Le nôgaku existerait dans sa dramaturgie actuelle depuis 700 ans. Plus ancienne forme de théâtre du monde, cet art figure sur la liste du Patrimoine culturel immatériel de l’humanité établie par l’UNESCO. Comment le nôgaku a-t-il été transmis jusqu’au XXIe siècle ? L’un des plus grands spécialistes du nô pose la question au chef de l’école Kanze.

Kanze Kiyokazu KANZE Kiyokazu

Né en 1959, fils aîné de Motomasa, 25e du nom. Débute sur scène à l’âge de 4 ans. Devenu 26e chef de l’école Kanze en 1990, c’est un personnage central du nô contemporain. Fait commandeur des arts par le ministre japonais de la Culture en 1996, chevalier de la Légion d’honneur par la France en 1999. Actif à l’étranger, il s’est déjà produit en France, aux Etats-Unis, en Inde ou en Chine. Désigné détenteur d’un bien culturel immatériel important.

Les traités de Zeami, réservés au chef de l’école

MATSUKOKA  Sous quelle forme se manifeste l’existence de votre lignée ?

KANZE  Notre famille possède des masques et des costumes de nô transmis de génération en génération depuis plus de 700 ans. L’intérieur des masques est peut-être imprégné de la sueur de Kan’ami(*1) ou de Zeami(*2). Il m’arrive à moi aussi de porter ces masques anciens lorsque je joue, et bien sûr, je transpire aussi. Dans ces instants, ma sueur et celle de mes ancêtres se mêlent. Quand j’imagine cela, le poids de notre lignée m’apparaît clairement.

MATSUOKA Effectivement.

Costumes de nô de la famille Kanze. Etoffe jaune safran ornée de motifs floraux de clématites rebrodés, époque inconnue (à gauche), étoffe rouge ornée de motifs de branches de chrysanthèmes et de cerisiers rebrodés, époque d’Edo.

KANZE  Nous possédons aussi des traités rédigés par Zeami lui-même. Lorsque j’observe par exemple la façon dont l’encre a marqué le papier, je m’interroge sur son état d’esprit lorsqu’il a écrit ces textes, il m’arrive de me sentir vraiment proche de mes ancêtres.

MATSUOKA  La famille Kanze a toujours précieusement conservé ces écrits, qui constituent la théorie du nôgaku.
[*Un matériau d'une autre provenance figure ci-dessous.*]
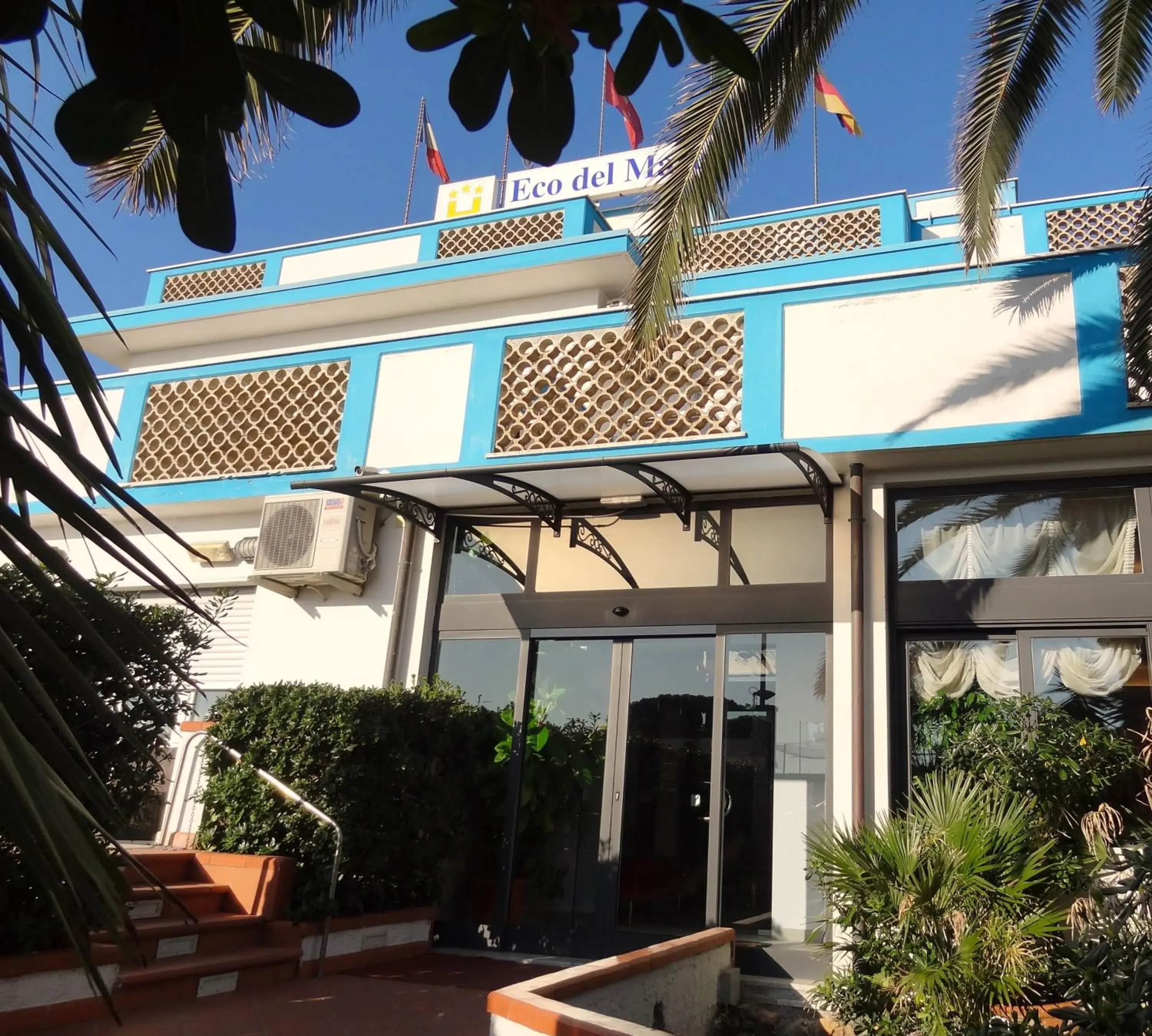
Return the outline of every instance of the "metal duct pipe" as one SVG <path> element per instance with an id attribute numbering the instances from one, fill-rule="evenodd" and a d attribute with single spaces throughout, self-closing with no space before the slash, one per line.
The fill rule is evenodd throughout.
<path id="1" fill-rule="evenodd" d="M 864 466 L 848 469 L 849 596 L 852 610 L 852 826 L 864 823 Z"/>
<path id="2" fill-rule="evenodd" d="M 384 686 L 396 679 L 396 661 L 400 658 L 400 642 L 404 635 L 408 614 L 408 588 L 411 584 L 412 555 L 416 553 L 416 524 L 399 517 L 403 534 L 400 537 L 400 558 L 396 561 L 396 587 L 392 591 L 392 621 L 388 623 L 388 649 L 384 656 Z"/>

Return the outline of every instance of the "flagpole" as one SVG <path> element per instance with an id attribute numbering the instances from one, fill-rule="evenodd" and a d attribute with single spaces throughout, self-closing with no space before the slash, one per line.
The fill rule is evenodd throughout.
<path id="1" fill-rule="evenodd" d="M 596 145 L 596 154 L 604 154 L 604 84 L 608 78 L 608 52 L 604 52 L 604 68 L 600 70 L 600 141 Z"/>
<path id="2" fill-rule="evenodd" d="M 404 222 L 408 226 L 408 213 L 412 207 L 412 184 L 416 182 L 416 159 L 420 153 L 420 137 L 424 136 L 424 98 L 420 98 L 420 109 L 416 115 L 416 139 L 412 141 L 412 166 L 408 171 L 408 195 L 404 198 Z"/>
<path id="3" fill-rule="evenodd" d="M 816 118 L 816 76 L 812 76 L 812 204 L 820 204 L 820 127 Z"/>
<path id="4" fill-rule="evenodd" d="M 505 157 L 500 164 L 500 191 L 497 196 L 497 209 L 503 209 L 505 186 L 508 183 L 508 138 L 510 134 L 505 130 Z"/>

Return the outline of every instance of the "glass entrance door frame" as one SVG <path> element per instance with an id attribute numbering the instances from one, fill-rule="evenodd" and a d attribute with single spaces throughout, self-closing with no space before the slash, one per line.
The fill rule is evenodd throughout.
<path id="1" fill-rule="evenodd" d="M 506 821 L 501 844 L 501 864 L 498 879 L 494 924 L 485 936 L 486 945 L 528 950 L 516 945 L 515 932 L 509 929 L 513 885 L 516 867 L 516 838 L 521 810 L 521 784 L 524 773 L 525 738 L 528 733 L 530 690 L 533 679 L 535 645 L 544 640 L 605 640 L 613 644 L 608 688 L 608 736 L 605 746 L 604 791 L 599 823 L 599 854 L 597 878 L 597 922 L 589 935 L 597 950 L 614 952 L 649 944 L 652 939 L 639 930 L 617 931 L 616 905 L 620 878 L 620 852 L 623 823 L 624 764 L 627 759 L 628 712 L 632 679 L 632 652 L 637 640 L 710 637 L 713 645 L 712 673 L 712 751 L 707 802 L 707 870 L 703 927 L 718 924 L 721 918 L 721 880 L 723 854 L 725 780 L 726 780 L 726 687 L 728 636 L 737 634 L 824 634 L 825 657 L 831 651 L 828 623 L 740 623 L 696 625 L 680 627 L 634 627 L 608 629 L 604 627 L 538 628 L 509 636 L 506 632 L 468 630 L 442 632 L 442 641 L 461 640 L 518 640 L 516 690 L 513 701 L 514 736 L 506 792 Z M 434 666 L 433 666 L 434 670 Z M 825 706 L 825 723 L 829 721 Z M 831 727 L 829 727 L 831 729 Z M 831 763 L 831 756 L 829 761 Z M 831 771 L 828 779 L 831 781 Z"/>

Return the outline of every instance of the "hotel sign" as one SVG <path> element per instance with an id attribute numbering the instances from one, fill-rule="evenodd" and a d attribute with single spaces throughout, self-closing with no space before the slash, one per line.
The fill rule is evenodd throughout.
<path id="1" fill-rule="evenodd" d="M 533 166 L 508 174 L 503 207 L 636 194 L 652 187 L 664 173 L 664 162 L 655 148 L 601 154 L 558 166 Z"/>
<path id="2" fill-rule="evenodd" d="M 491 212 L 497 201 L 497 177 L 457 180 L 440 186 L 435 196 L 437 219 L 458 219 Z"/>

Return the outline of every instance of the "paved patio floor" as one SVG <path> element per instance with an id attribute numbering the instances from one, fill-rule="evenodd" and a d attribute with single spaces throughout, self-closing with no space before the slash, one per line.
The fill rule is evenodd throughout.
<path id="1" fill-rule="evenodd" d="M 487 1036 L 490 990 L 553 970 L 431 953 L 52 1029 L 45 1036 Z"/>

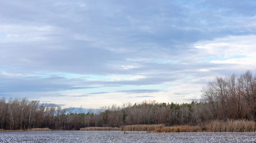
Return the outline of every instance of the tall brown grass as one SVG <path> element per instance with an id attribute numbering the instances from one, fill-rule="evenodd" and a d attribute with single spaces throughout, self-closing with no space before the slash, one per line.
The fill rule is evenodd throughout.
<path id="1" fill-rule="evenodd" d="M 80 128 L 80 130 L 120 130 L 117 127 L 86 127 Z"/>
<path id="2" fill-rule="evenodd" d="M 200 126 L 191 126 L 188 125 L 164 127 L 158 128 L 154 130 L 156 132 L 195 132 L 202 131 L 202 129 Z"/>
<path id="3" fill-rule="evenodd" d="M 28 129 L 27 131 L 50 131 L 49 128 L 33 128 L 31 129 Z"/>
<path id="4" fill-rule="evenodd" d="M 122 126 L 121 130 L 126 131 L 153 131 L 156 129 L 162 128 L 163 124 L 158 125 L 134 125 Z"/>
<path id="5" fill-rule="evenodd" d="M 256 123 L 246 120 L 214 120 L 208 124 L 208 132 L 255 132 Z"/>

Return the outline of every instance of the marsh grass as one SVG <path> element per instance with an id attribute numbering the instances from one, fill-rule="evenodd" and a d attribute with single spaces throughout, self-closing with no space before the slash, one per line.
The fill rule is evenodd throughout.
<path id="1" fill-rule="evenodd" d="M 50 131 L 51 130 L 49 128 L 33 128 L 31 129 L 28 129 L 27 131 Z"/>
<path id="2" fill-rule="evenodd" d="M 120 130 L 117 127 L 86 127 L 80 128 L 80 130 Z"/>
<path id="3" fill-rule="evenodd" d="M 154 131 L 156 132 L 202 132 L 203 130 L 200 126 L 182 125 L 158 128 Z"/>
<path id="4" fill-rule="evenodd" d="M 208 132 L 255 132 L 256 123 L 246 120 L 214 120 L 208 124 Z"/>
<path id="5" fill-rule="evenodd" d="M 154 131 L 158 128 L 164 126 L 163 124 L 158 125 L 134 125 L 122 126 L 121 130 L 124 131 L 147 131 L 147 132 Z"/>

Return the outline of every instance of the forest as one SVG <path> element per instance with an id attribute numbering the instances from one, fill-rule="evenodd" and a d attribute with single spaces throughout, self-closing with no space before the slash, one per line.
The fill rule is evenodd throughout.
<path id="1" fill-rule="evenodd" d="M 0 129 L 79 130 L 132 125 L 200 126 L 214 120 L 256 121 L 256 76 L 250 71 L 216 77 L 203 88 L 202 98 L 200 102 L 183 104 L 144 101 L 103 107 L 97 113 L 74 113 L 54 104 L 2 97 Z"/>

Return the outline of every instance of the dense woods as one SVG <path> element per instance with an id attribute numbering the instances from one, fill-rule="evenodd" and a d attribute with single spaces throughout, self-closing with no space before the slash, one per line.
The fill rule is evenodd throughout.
<path id="1" fill-rule="evenodd" d="M 0 129 L 78 130 L 85 127 L 120 127 L 164 124 L 198 126 L 213 120 L 256 120 L 256 77 L 249 71 L 216 77 L 203 88 L 203 101 L 158 103 L 144 101 L 122 107 L 103 107 L 98 113 L 73 113 L 53 104 L 27 99 L 0 98 Z"/>

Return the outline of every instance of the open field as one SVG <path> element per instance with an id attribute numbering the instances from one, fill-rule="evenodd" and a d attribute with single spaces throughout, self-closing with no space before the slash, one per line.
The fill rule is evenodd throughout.
<path id="1" fill-rule="evenodd" d="M 255 132 L 13 132 L 0 133 L 0 142 L 255 142 Z"/>

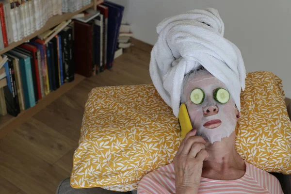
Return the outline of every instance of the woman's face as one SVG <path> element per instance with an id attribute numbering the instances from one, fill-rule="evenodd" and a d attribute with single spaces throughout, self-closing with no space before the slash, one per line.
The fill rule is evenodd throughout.
<path id="1" fill-rule="evenodd" d="M 202 89 L 205 95 L 200 104 L 190 99 L 191 92 L 196 88 Z M 231 97 L 226 104 L 214 99 L 213 92 L 218 88 L 227 90 L 225 85 L 210 73 L 198 71 L 190 75 L 183 94 L 192 126 L 197 129 L 197 135 L 211 144 L 230 135 L 235 129 L 238 114 Z"/>

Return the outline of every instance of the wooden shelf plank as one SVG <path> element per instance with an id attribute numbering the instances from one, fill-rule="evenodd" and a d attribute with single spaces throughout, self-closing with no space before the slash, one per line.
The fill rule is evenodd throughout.
<path id="1" fill-rule="evenodd" d="M 39 100 L 37 104 L 33 107 L 21 112 L 17 116 L 15 117 L 9 114 L 0 116 L 0 139 L 5 136 L 10 131 L 13 130 L 21 123 L 33 116 L 55 100 L 59 97 L 73 88 L 84 79 L 85 77 L 75 74 L 74 81 L 66 83 L 57 90 L 49 93 L 43 98 Z"/>
<path id="2" fill-rule="evenodd" d="M 5 52 L 6 52 L 8 50 L 11 50 L 11 49 L 18 46 L 18 45 L 21 45 L 24 42 L 25 42 L 27 41 L 30 40 L 32 38 L 34 38 L 38 34 L 40 34 L 41 33 L 43 33 L 44 32 L 46 32 L 46 31 L 51 29 L 51 28 L 57 26 L 57 25 L 62 23 L 64 21 L 71 18 L 72 17 L 76 15 L 76 14 L 78 14 L 90 7 L 94 6 L 94 1 L 95 1 L 95 0 L 93 0 L 93 1 L 89 5 L 85 7 L 83 7 L 81 9 L 78 10 L 75 12 L 67 13 L 65 14 L 63 14 L 62 15 L 57 15 L 50 17 L 49 19 L 48 19 L 48 21 L 47 21 L 46 24 L 45 24 L 45 25 L 39 30 L 35 31 L 33 33 L 26 37 L 25 37 L 19 41 L 10 44 L 7 47 L 5 48 L 4 50 L 2 50 L 0 51 L 0 54 L 2 54 Z M 102 3 L 104 2 L 104 1 L 103 0 L 97 0 L 96 2 L 96 4 L 97 5 Z"/>

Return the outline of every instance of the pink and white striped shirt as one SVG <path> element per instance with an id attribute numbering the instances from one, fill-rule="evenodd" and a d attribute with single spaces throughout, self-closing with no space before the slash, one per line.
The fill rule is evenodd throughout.
<path id="1" fill-rule="evenodd" d="M 241 178 L 219 180 L 201 178 L 198 193 L 282 194 L 280 182 L 273 175 L 245 162 L 246 172 Z M 162 166 L 146 175 L 138 187 L 138 194 L 175 194 L 174 164 Z"/>

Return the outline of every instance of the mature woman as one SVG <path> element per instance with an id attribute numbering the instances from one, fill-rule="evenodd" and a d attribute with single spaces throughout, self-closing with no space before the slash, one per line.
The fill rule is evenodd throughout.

KANZE  C’est en quelque sorte notre héritage familial, en tout cas, quelque chose de fondamental. Nous ne montons pas sur scène en tant que simples acteurs, nous nous sentons investis d’une mission forte, celle de préserver les écrits théoriques pour transmettre la tradition. Si Zeami n’avait pas laissé ces traités comme le Fûshikaden(*3), la tradition n’aurait peut-être pas perduré près de 700 ans.

MATSUOKA Zeami n’a pas rédigé ces traités pour le grand public, mais pour son successeur. Il semble les avoir écrits en sachant que celui-ci les assimilerait et développerait encore son art, et qu’autour de lui, une lignée entière s’épanouirait. Autrefois, votre frère cadet Yoshinobu a déclaré n’avoir jamais vu ces traités rédigés de la main de Zeami. Cela m’a un peu surpris, mais une règle implicite réserve leur consultation au chef de famille et à son fils aîné, il semble que personne d’autre n’ait le droit de les voir.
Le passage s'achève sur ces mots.